GB 56
by EmerlynMore precisely, the culprit appeared in person.
“Are you running off to tattle?”
It was natural to be bewildered by someone who grabbed him in the corridor leading to his room and suddenly seemed ready to beat him up. Haero didn’t even know the person’s name to begin with.
“Hey, Gorin. Come here.”
A startled Tan Shui came belatedly to intervene, but Gorin, with crazed eyes, didn’t listen. One of Gorin’s parents was a major shareholder in a media company known for third-rate gossip and B-grade yellow journalism.

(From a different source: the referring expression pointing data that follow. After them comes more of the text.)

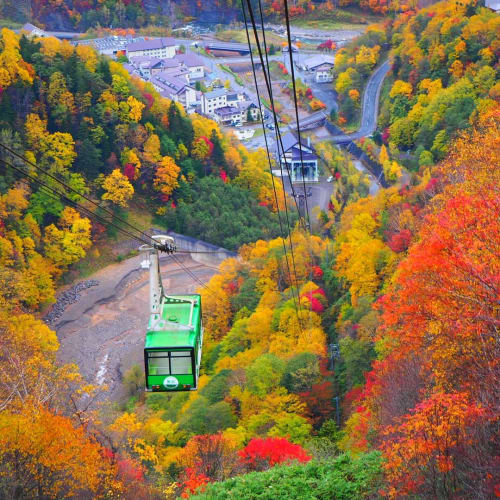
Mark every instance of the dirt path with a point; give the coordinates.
(103, 333)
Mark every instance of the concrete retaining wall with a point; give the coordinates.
(193, 245)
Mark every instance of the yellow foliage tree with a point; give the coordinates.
(12, 66)
(136, 108)
(166, 176)
(118, 188)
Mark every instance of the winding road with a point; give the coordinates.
(370, 105)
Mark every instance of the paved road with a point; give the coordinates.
(103, 333)
(369, 106)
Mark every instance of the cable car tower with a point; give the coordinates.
(174, 335)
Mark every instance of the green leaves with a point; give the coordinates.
(343, 478)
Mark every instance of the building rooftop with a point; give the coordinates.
(227, 110)
(244, 105)
(152, 44)
(318, 60)
(494, 5)
(190, 60)
(169, 82)
(215, 93)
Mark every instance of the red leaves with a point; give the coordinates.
(129, 171)
(385, 136)
(437, 432)
(223, 175)
(317, 273)
(192, 480)
(400, 242)
(316, 298)
(319, 402)
(260, 454)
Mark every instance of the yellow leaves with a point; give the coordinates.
(392, 170)
(130, 156)
(354, 95)
(368, 55)
(159, 431)
(50, 46)
(345, 80)
(145, 452)
(166, 176)
(58, 94)
(126, 424)
(383, 156)
(216, 308)
(13, 203)
(152, 149)
(401, 88)
(259, 326)
(88, 55)
(12, 66)
(136, 108)
(118, 188)
(67, 245)
(53, 457)
(457, 69)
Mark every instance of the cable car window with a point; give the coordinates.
(159, 363)
(181, 365)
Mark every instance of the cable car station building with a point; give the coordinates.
(292, 158)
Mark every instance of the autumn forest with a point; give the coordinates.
(359, 360)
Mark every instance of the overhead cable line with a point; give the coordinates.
(292, 69)
(271, 98)
(61, 197)
(290, 52)
(45, 172)
(271, 169)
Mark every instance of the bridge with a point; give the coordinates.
(228, 47)
(313, 121)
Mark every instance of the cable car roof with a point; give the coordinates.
(178, 324)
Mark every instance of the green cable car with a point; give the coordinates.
(174, 337)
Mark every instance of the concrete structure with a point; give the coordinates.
(302, 167)
(236, 115)
(150, 66)
(156, 47)
(176, 89)
(321, 66)
(227, 48)
(310, 122)
(248, 109)
(194, 64)
(109, 46)
(210, 101)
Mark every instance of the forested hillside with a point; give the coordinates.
(81, 119)
(444, 72)
(387, 321)
(84, 14)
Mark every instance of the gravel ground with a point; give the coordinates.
(69, 296)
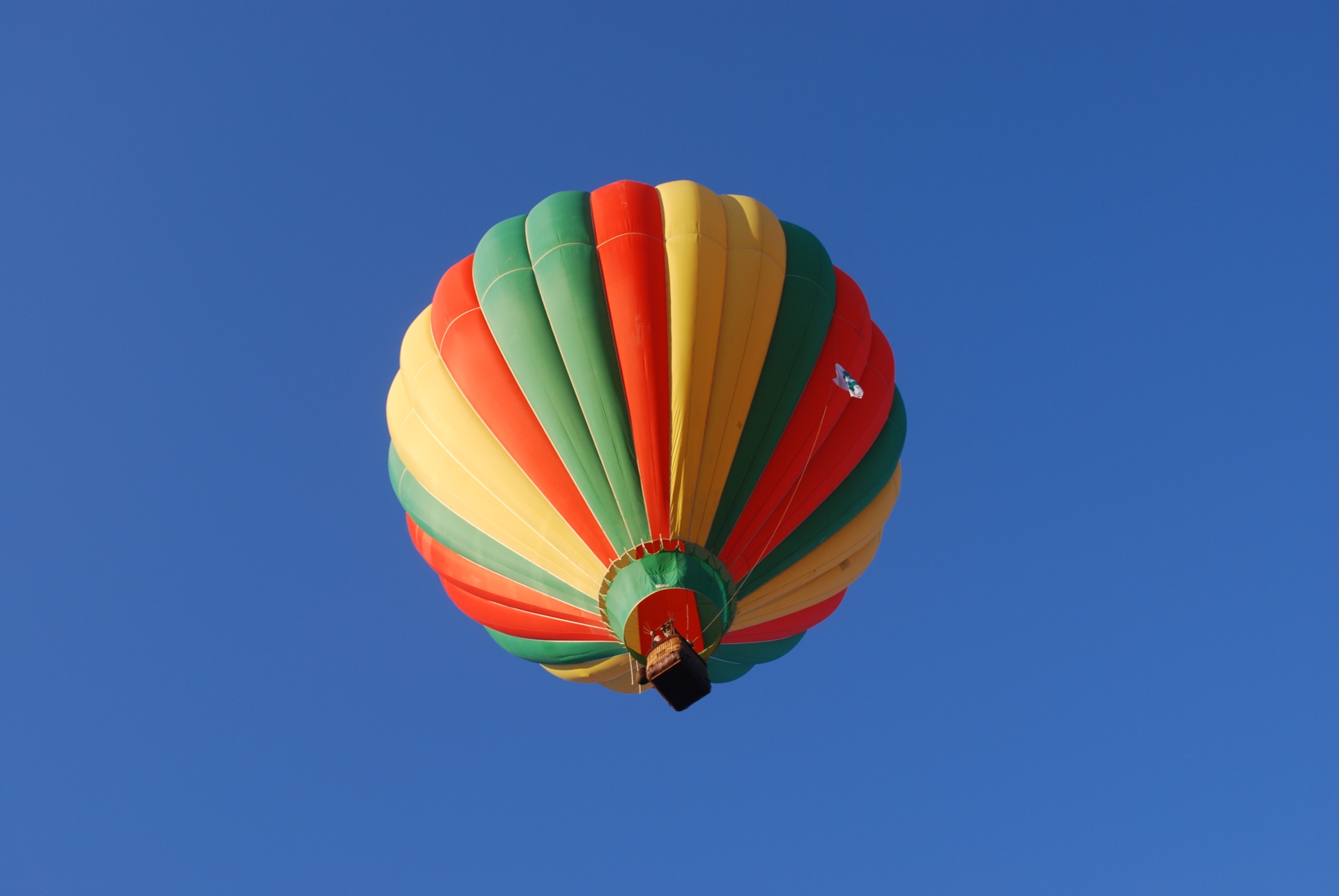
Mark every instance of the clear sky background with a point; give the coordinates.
(1096, 653)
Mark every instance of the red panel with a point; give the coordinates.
(816, 414)
(630, 236)
(832, 462)
(462, 576)
(469, 351)
(660, 607)
(797, 622)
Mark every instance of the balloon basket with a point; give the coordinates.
(675, 670)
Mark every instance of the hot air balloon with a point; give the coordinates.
(647, 436)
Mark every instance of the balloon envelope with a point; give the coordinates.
(623, 410)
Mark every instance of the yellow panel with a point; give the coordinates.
(624, 685)
(595, 671)
(695, 267)
(453, 485)
(454, 423)
(810, 593)
(840, 545)
(755, 271)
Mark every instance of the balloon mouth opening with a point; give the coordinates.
(667, 580)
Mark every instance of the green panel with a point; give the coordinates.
(567, 268)
(722, 671)
(851, 497)
(670, 570)
(460, 536)
(806, 310)
(757, 651)
(515, 311)
(556, 653)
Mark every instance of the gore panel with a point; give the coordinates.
(833, 552)
(519, 623)
(630, 236)
(567, 270)
(803, 321)
(448, 528)
(755, 270)
(856, 430)
(515, 311)
(861, 487)
(468, 349)
(797, 622)
(820, 406)
(556, 653)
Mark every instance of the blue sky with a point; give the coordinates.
(1101, 241)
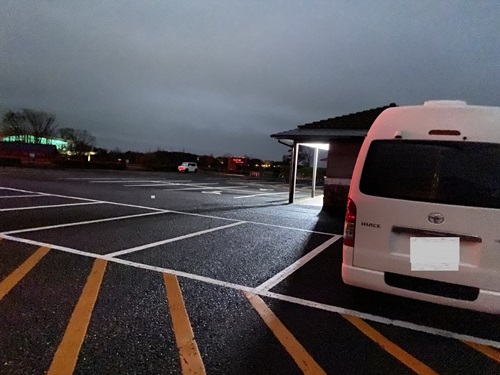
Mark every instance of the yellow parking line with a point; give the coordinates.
(299, 354)
(64, 361)
(10, 281)
(189, 354)
(391, 348)
(486, 350)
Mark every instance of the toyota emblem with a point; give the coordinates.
(436, 218)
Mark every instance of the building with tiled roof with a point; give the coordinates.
(342, 136)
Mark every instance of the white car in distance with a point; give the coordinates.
(188, 167)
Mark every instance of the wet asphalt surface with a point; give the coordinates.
(130, 329)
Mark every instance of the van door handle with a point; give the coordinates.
(433, 233)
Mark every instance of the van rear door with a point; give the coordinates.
(406, 184)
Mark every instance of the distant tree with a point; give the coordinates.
(79, 141)
(29, 122)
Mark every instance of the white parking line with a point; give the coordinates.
(80, 223)
(176, 212)
(276, 279)
(258, 195)
(49, 206)
(232, 188)
(277, 296)
(177, 183)
(125, 181)
(163, 242)
(22, 196)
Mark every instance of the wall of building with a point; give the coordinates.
(340, 165)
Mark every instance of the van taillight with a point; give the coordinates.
(444, 132)
(350, 223)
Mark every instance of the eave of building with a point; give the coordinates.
(318, 135)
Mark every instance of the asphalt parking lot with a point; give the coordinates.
(162, 273)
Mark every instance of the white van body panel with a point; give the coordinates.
(379, 249)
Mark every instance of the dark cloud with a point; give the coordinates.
(221, 76)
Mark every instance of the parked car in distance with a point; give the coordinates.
(188, 167)
(425, 174)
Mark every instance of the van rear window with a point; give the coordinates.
(456, 173)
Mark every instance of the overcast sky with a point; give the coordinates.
(221, 76)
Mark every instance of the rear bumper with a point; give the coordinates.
(487, 301)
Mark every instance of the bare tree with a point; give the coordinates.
(79, 141)
(28, 122)
(14, 124)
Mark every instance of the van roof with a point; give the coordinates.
(476, 123)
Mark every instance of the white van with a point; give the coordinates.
(427, 171)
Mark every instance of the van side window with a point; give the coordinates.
(448, 172)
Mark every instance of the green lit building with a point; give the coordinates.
(62, 146)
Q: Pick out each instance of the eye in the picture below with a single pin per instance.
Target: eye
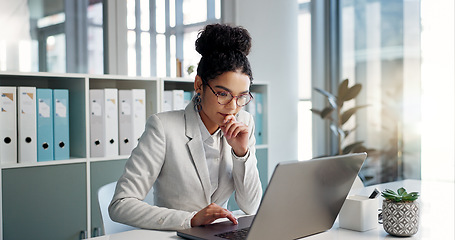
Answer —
(223, 94)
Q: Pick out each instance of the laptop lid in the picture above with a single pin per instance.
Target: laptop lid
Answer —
(303, 198)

“Fuck, do you know how much we might have to pay now? That bastard is trying to ruin our family!”
Haero, already on edge due to his conflict with Yoon Moo-hwa, retorted sharply, “I don’t know what you’re talking about.”
“Are you playing dumb, you sly bastard? If you didn’t whine to your sugar daddy to ruin our magazine company, does it make sense to demand this amount in settlement?”
Gorin spelled out the amount figure by figure.
It was an amount that even shocked Tan Shui. The malicious intent to bankrupt or severely shake the company was evident.
While it’s natural to respond to malicious nonsense with malice, Gorin was outraged.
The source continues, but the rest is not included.